Цепляясь за поручни обеими руками, Атилио вернулся на палубу и плюхнулся в шезлонг, стоявший рядом с шезлонгами Нелли, его матери и доньи Роситы, которые то стонали, то хрипели. Морская болезнь обрушилась на них с различной силой, ибо, как объясняла донья Росита сеньоре Трехо, тоже страдающей от качки, ее только сильно мутило, в то время как Нелли и ее мать без конца рвало.
— Я предупреждала их, чтобы они не пили столько соды, вот теперь и расслабили себе желудки. Вам плохо, да? Сразу видно, бедняжка. Меня, к счастью, только мутит и почти не тошнит, просто небольшое недомогание. А бедняжка Нелли, посмотрите, как она страдает. Я сегодня ем только всухомятку, вот у меня и остается внутри. Припоминаю, как однажды мы отправились прогуляться на лодке, так я была единственной, кого не тошнило, когда мы возвращались назад. А остальные, бедняжечки… Ай, поглядите-ка на донью Пепу, как ей плохо.
Вооруженный ведрами и опилками, один из финских матросов заботился о том, чтобы оскверненная палуба тотчас становилась чистой. С яростным и жалобным стоном Пушок обеими руками хватался за лицо.
— Это вовсе не потому, что меня укачало, — объяснял он Нелли, с состраданием смотревшей на него. — Наверняка это от мороженого, ведь я уплел сразу две порции… А ты как себя чувствуешь?
— Плохо, Атилио, очень плохо… Погляди на маму, вот бедняжка. — Нельзя ли позвать врача?
— Какого, к шуту, врача, мама миа, — вздохнул Пушок. — Если б ты только знала новости… Лучше не буду говорить, не то заболеешь еще пуще.
— Но что случилось, Атилио? Мне-то ты должен сказать. Почему так качается этот пароход?
— Морская качка, — сказал Пушок. — Лысый все объяснил насчет моря.
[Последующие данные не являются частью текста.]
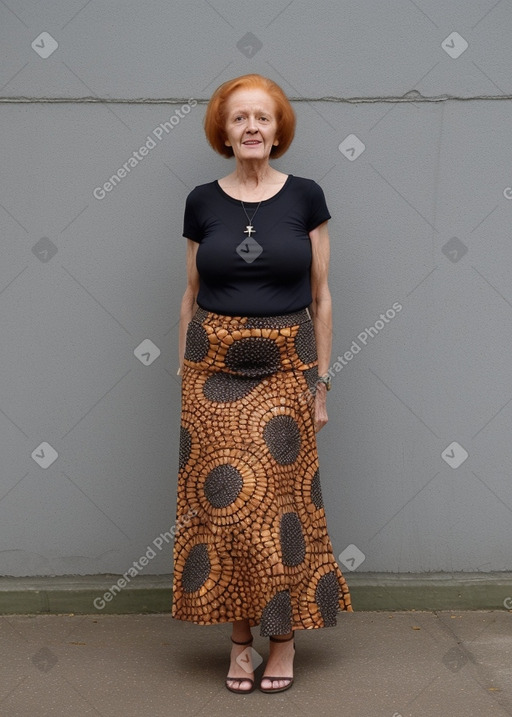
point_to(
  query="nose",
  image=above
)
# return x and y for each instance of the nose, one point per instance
(251, 124)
Ух, ну и кувыркается, глянь, глянь, похоже, эта водная стенка лезет прямо на нас… Принести тебе одеколон смочить платочек?
— Нет, не надо, лучше скажи, что случилось.
— Да что случилось, — сказал Пушок, борясь с каким-то странным комком, подступавшим к горлу. — У нас тут бубонная чума, вот что.
После молчания, прерванного смехом Паулы, и неразборчивых гневных фраз, ни к кому не обращенных, Рауль решил пригласить Медрано, Лопеса и Лусио к себе в каюту. Фелипе, уже предвкушавший коньяк и мужскую беседу, с удивлением заметил, что Рауль даже не подумал позвать его. Он подождал еще немного, не веря самому себе, но Рауль вышел из салона первым. Не в силах вымолвить ни слова, чувствуя себя так, словно у него свалились
— Будь паинькой, — сказал Рауль, — и пойди сыграй роль Флоренс Найтингейл [77] для несчастных дам, страдающих от качки тем более что и у тебя самой личико довольно-таки зелененькое.
— Ложь, — сказала Паула. — И почему это ты гонишь меня из моей же собственной каюты.
— Потому что мы должны собраться на военный совет, — объяснил Рауль. — Ступай, как примерный муравейчик, и раздай драмамин страждущим. Входите, друзья, и садитесь, где сумеете, можно на кровати.
77
Англичанка, сестра милосердия, принимавшая участие в Крымской войне (1853–1856).